When it comes to link building opportunities, there are many factors that can potentially discourage others from linking to your website – poorly written content, boring content and awful design. Webmasters are becoming increasingly wary of linking to sites that poor in quality and don’t care about user experience.
In a recent post published on Search Engine Land, Julie Joyce shared her thoughts on what could potentially hurt your ability to attract links from others. Let’s take a look at what she said.
Intrusive interstitials: Interstitials are advertisements that appear while a page is loading. If you have ever visited a website like Forbes.com, you must have encountered interstitials. The point is they are intrusive and offer poor user experience.
This is exactly why Google officially rolled out penalty for websites that resorted to mobile intrusive interstitials. Since then, as Julie Joyce pointed out, many sites have removed the interstitials. Simply put, it’s a good practice and unlikely to attract any links from others.
Gated content: Gated content is one that is accessible to those who fulfill a condition, e.g, share their email address. According to Julie, many webmasters put their content behind a gate at the cost of hurting user experience. Gated content can be an effective strategy only under specific circumstances – when letting your visitors download an eBook or any other digital assets. However, many webmasters use it without giving much thought to user experience. You don’t want to hurt your visitors by restricting their access to your blog content or infographics. Here’s a great guide on when to use gate content and when to avoid it.
Julie gave an example of an online school resource which hid useful information behind a form requiring visitors to fill out to download a guide.
The bottom line? If you’re going to hide useful content behind a gate, it’s a classic case of poor user experience which eventually discourage others to link to.
Excessive pagination: Pagination is an age-old SEO practice which many webmasters use to break down long-form content, making it easy for visitors to view content by clicking on paginated links. In fact, Google has guidelines on how to use pagination for better SEO and usability. However, many webmasters abuse it and paginate content necessarily which affects user experience. Julie gave a great example (image below) how WebMD unnecessarily used 25 slides to view a piece of content that could have been presented in one list.
Using excessive paginated content can hurt user experience and discourage others to link back to you.
Avant-garde design: The web design is an evolving art and there are many artists (read web designers) that love to experiment with their cool new design.

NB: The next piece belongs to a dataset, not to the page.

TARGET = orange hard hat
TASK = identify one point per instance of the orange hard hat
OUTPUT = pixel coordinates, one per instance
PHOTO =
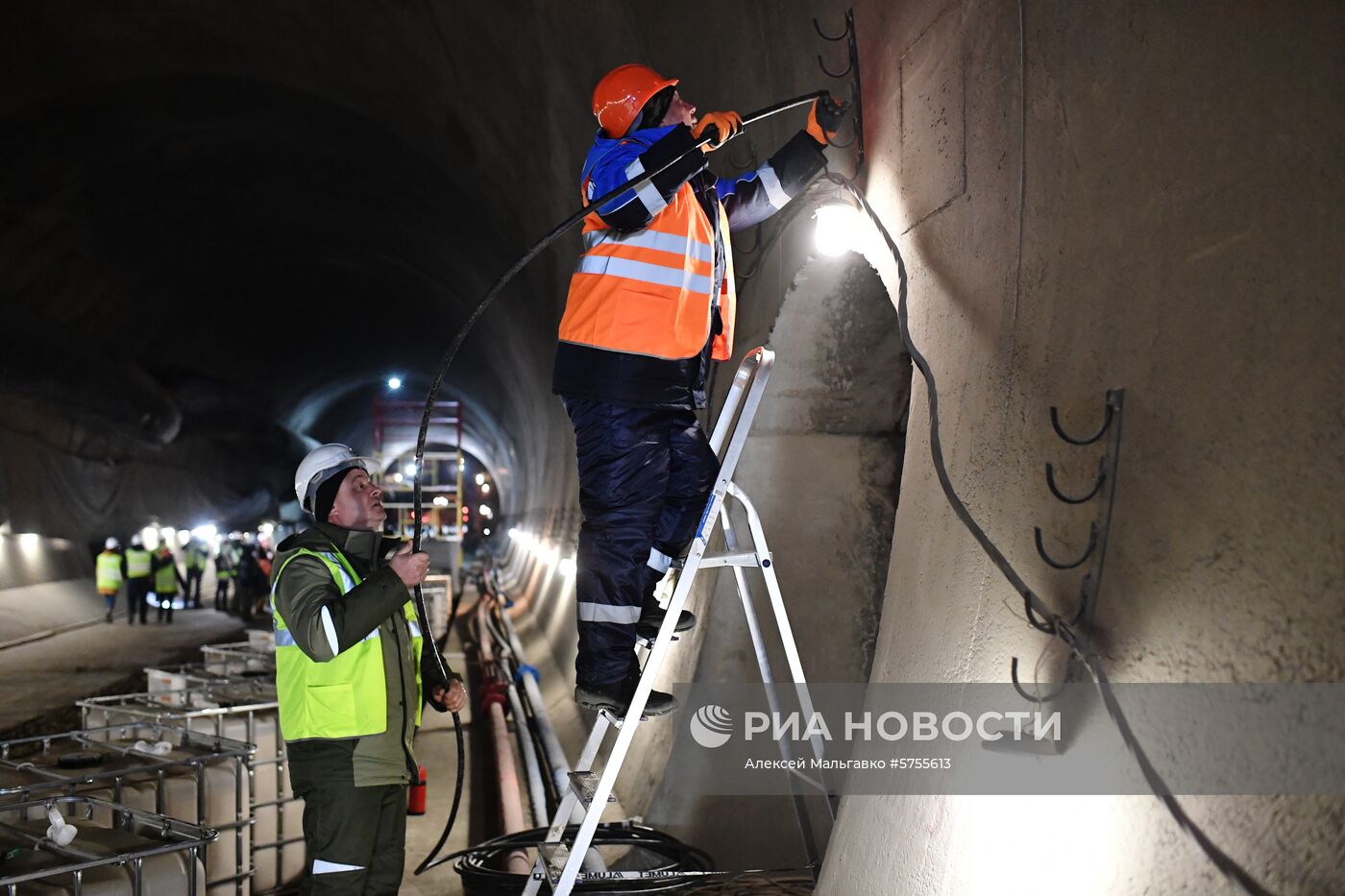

While it’s perfectly alright, some designers tend to design features that affect the basic functionality. Any web design that throws user experience issues, simply becomes a liability rather than an asset. Not only does it turn off your visitors, it affects your odds of getting links from others.
Your website is supposed to be a great digital asset, designed to serve your visitors thoroughly. While your website may have a wealth of useful information, it may not compelling enough to your visitors if it makes it hard for them to navigate. Julie Joyce highly recommended having a second look at your website from a user’s point of view and fix every potential issue that might prevent it from getting a link it deserves.